Concealed households — what’s the real story?
Liam Halligan is always a man you’d want to have on your side in a debate. Unfortunately on housing he disagrees with me. But his rebuttal sidesteps the central case I’ve been making: that benign day-to-day housing costs and 25 years’ growth in the surplus stock of housing tell us that a lack of houses is not the reason why house prices have become unaffordable.
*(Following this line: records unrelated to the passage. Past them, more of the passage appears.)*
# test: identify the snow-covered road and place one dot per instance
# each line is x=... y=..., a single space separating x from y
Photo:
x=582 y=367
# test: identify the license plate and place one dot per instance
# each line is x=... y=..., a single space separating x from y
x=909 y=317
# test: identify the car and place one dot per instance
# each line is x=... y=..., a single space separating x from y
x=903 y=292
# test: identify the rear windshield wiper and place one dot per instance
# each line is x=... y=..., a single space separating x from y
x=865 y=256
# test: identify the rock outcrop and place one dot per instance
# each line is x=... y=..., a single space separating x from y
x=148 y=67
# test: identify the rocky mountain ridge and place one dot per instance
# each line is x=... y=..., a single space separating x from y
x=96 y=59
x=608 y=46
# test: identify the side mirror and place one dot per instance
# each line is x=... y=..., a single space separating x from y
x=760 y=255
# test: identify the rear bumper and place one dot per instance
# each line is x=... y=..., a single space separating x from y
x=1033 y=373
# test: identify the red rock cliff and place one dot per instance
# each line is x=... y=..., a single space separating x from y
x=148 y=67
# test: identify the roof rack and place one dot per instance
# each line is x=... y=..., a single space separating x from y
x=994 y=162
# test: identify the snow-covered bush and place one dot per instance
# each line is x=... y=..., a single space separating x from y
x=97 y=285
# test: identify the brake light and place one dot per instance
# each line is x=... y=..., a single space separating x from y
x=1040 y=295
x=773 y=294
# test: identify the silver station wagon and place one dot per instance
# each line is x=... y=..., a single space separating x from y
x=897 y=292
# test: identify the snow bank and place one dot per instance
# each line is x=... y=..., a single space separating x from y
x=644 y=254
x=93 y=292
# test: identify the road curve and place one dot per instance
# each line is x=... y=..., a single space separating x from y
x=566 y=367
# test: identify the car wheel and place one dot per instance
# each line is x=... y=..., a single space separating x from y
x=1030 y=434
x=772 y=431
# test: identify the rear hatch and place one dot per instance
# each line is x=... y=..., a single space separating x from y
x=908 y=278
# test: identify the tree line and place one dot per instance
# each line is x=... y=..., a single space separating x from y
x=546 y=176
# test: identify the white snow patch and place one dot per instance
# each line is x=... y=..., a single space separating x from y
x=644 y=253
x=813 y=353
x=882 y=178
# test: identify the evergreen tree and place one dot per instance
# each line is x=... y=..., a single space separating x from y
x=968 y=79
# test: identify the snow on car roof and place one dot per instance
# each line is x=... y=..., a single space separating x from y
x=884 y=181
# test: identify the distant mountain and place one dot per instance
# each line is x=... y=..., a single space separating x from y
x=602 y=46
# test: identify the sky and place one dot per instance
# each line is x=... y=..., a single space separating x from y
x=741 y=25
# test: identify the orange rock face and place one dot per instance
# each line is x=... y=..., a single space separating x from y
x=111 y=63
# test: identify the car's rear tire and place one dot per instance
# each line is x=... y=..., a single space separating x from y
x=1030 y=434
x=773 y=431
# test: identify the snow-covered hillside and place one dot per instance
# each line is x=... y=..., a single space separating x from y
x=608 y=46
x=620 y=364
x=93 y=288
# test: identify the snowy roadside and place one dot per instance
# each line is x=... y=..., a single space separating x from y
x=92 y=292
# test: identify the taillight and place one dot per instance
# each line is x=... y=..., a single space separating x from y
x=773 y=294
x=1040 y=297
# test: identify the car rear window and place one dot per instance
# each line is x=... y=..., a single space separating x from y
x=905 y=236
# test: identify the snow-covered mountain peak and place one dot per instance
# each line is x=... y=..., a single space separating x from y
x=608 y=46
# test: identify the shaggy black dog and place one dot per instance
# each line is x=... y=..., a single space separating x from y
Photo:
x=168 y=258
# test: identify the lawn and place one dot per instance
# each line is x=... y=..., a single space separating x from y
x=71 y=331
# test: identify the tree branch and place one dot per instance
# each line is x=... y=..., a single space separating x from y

He focuses instead on what increasingly seems to be the only piece of circumstantial evidence that housing shortage proponents have left to point to: the evidence of increasing numbers of ‘hidden’ households.
In practice it’s hard to see how housing supply can be the explanation when average housing costs are falling relative to average earnings almost everywhere, and stable in London.* What’s more, distributional changes like the erosion of social housing, weak wage growth for younger people, and more recently the benefits squeeze, seem like more probable causes of such a trend, and those things have a far more potent effect on affordability than changes in supply ever could.
So it seems that the concealed households argument for a shortage of houses — always somewhat tenuous because of its many possible causes — is actually an artefact of recent immigration. There is no evidence, on this simple analysis at least, to suggest that anything has changed for the UK-born population. We don’t know why these families share households and there are no doubt many different reasons. Nor do higher rates of sharing among migrants mean that everything is fine. But what this compositional explanation does imply is that housing supply isn’t the cause of the growth in concealed households.